In vielen Stunden des gemeinsam Arbeitens, Nachdenkens und Probens haben sich  alle gut auf  diesen  Abend  vorbereitet.  Was  wir  zum Gelingen  des  Gottesdienstes  beitragen  konnten, das haben wir getan, alles andere legen wir nun die Hände dessen, in dessen Namen wir in der kommenden Stunde versammelt sein werden und bitten ihn um seinen Segen.
Und dann geht es los. Die Band spielt ein schwungvolles Präludium und Sophia eröffnet gemeinsam mit Rebecka den Gottesdienst. Bereits bei der Begrüßung sorgen Amina und Florian  für  Heiterkeit  und  eine  fröhliche  Grundstimmung  unter  den  Gottesdienstbesuchern, welche sich durch den gesamten Gottesdienst zieht und eine gelöste Atmosphäre schafft.
Die CrossOver-Band und die „Homebodies on  stage“  sorgen  für  die  musikalische  Gestaltung  des  Gottesdienstes  und  schaffen  es,  die Besucher  mitzureißen  und  zum  Mitsingen  zu animieren.  So  wird  es  ein  lebendiger  und gleichzeitig  tiefsinniger  Gottesdienst,  der  viel von  der  Freude  und  dem  Gemeinschaftsgefühl  transportiert, welches  wir  in  zehn  Jahren  Jugendgottesdienst  immer  wieder erfahren durften.
Zum  Stichwort  „Gemeinschaft“  passt  auch  die  Aktion, welche  im  Gottesdienst  gemeinsam  mit  allen  Besuchern  durchgeführt wird. Jeder und jede erhält einen LegoDuplo-Stein, verbunden  mit  der  Einladung  sich darüber  Gedanken  zu  machen, welche  Entscheidungen,  Erfahrungen und Erlebnisse das eigene Leben bisher geprägt und beeinflusst  haben  und  ein  oder  zwei davon  auf  dem  Duplo-Stein  festzuhalten.
Im
Anschluss wird aus all diesen beschrifteten Steinen ein Legohaus gebaut, welches kunterbunt ist,  so  wie  die  versammelte  Gottesdienstgemeinde auch und welches uns daran erinnert, dass  alles,  was  uns  im  Leben  widerfährt,  Teil dessen ist, was wir uns im Laufe der Zeit aufgebaut haben.
Im  Vorfeld  des  Gottesdienstes  hatten  wir Einladungskarten  an  die  ca.  80  ehemaligen MitgliederInnen des Teams verschickt, welcher leider nicht so viele Menschen gefolgt sind wie erhofft, doch für diejenigen, die da waren, gab es  ein  schönes  Wiedersehen  und  durchaus auch sentimentale Momente.

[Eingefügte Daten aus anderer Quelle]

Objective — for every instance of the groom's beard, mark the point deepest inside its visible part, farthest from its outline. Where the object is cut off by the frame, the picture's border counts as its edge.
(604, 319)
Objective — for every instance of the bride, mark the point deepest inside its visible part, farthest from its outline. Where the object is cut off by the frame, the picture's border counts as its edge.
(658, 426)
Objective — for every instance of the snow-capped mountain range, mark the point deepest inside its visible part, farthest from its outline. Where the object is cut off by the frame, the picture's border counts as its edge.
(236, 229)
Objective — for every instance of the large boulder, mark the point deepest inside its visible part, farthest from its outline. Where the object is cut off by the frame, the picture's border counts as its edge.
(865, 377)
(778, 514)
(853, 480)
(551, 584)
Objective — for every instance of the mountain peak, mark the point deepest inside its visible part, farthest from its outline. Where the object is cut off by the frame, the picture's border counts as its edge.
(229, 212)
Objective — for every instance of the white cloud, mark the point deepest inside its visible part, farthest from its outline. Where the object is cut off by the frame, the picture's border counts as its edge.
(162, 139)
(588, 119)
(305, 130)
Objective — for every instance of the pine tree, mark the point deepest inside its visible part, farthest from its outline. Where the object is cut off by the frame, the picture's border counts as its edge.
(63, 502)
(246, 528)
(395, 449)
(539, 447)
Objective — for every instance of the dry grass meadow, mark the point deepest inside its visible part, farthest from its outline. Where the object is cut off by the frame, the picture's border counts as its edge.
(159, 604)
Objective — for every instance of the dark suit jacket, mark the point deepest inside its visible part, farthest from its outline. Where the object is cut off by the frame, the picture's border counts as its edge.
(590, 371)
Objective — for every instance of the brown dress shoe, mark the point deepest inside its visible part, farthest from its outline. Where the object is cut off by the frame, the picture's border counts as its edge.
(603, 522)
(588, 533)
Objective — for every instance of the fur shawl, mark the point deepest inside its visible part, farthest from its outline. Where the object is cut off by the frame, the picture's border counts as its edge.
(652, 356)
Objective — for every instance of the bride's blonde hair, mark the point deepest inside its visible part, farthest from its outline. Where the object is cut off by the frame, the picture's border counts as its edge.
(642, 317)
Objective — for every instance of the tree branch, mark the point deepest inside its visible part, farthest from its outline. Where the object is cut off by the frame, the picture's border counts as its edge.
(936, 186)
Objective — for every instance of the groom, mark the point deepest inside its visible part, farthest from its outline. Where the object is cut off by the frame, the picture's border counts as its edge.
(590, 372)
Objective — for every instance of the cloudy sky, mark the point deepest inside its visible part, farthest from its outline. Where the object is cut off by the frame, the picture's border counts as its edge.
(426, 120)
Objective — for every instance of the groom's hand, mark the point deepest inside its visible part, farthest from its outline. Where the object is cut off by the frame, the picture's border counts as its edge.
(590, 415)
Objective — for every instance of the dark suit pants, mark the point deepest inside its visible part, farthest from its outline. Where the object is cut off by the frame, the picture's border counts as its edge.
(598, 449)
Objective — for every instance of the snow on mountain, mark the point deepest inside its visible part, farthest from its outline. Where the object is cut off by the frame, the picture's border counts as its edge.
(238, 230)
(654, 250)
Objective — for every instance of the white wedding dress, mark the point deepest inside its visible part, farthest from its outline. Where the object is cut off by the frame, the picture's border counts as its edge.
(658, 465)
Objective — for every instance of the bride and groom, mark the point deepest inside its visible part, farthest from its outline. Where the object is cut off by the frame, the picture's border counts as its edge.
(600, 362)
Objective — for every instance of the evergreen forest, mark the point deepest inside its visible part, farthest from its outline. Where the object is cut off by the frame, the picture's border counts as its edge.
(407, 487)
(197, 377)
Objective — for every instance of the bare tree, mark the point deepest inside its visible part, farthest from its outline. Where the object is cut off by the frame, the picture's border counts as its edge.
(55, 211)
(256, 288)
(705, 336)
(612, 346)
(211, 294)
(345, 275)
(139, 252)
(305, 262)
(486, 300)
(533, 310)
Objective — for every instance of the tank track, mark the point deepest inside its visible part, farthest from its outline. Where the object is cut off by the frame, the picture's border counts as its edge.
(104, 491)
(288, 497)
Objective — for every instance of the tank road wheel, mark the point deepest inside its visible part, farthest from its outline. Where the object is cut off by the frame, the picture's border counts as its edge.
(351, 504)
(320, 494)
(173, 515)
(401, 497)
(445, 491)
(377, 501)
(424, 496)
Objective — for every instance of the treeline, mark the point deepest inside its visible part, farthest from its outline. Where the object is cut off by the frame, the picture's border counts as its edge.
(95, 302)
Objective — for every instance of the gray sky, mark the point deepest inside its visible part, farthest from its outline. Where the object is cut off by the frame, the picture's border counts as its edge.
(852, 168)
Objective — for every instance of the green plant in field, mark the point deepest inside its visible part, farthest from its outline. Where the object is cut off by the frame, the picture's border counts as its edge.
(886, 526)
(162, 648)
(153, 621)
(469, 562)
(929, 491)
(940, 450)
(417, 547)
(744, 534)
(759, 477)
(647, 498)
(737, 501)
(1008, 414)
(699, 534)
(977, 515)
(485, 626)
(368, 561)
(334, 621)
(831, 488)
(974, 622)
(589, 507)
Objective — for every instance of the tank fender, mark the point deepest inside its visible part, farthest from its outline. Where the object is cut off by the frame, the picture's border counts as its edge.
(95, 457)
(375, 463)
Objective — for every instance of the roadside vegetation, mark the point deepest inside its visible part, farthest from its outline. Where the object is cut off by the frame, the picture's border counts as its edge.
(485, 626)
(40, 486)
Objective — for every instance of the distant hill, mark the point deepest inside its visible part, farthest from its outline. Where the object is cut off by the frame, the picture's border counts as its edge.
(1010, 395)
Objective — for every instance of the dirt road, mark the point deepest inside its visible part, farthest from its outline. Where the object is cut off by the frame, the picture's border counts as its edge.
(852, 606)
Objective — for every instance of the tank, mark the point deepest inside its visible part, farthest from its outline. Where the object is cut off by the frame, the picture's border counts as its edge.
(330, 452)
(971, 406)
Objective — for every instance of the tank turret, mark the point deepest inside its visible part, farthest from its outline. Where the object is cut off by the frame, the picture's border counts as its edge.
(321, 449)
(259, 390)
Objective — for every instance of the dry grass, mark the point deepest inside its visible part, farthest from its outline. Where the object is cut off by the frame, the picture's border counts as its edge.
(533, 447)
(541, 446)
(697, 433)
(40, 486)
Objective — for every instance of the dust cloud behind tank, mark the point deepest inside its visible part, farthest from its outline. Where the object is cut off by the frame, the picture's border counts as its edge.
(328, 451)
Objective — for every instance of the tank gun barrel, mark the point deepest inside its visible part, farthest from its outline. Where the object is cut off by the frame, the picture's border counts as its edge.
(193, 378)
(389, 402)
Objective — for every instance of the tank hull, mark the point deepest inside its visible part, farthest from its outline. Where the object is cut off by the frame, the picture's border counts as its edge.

Im  Anschluss  an  den  Gottesdienst  gab  es wie immer die Gelegenheit noch eine Zeit im Paulussaal  zu  verweilen  und  bei  kühlen  Getränken und leckerem Fingerfood miteinander zu  plaudern  und  gerade  an  diesem  Abend auch  in  Erinnerungen  zu  schwelgen.  Außerdem  konnten  im  Foyer  die  JuGo-Plakate  der letzten  zehn  Jahre  besichtigt  werden,  an  welchen durchaus auch die Entwicklung des JuGos zu erkennen ist.
Alles in allem war es ein schöner und gelungener Abend, der allen noch lange in Erinnerung  bleiben  wird  und  definitiv  Lust  auf noch viele Jahre „CrossOver“ gemacht hat.
In diesem Sinne: Auf die nächsten 20 Gottesdienste!!!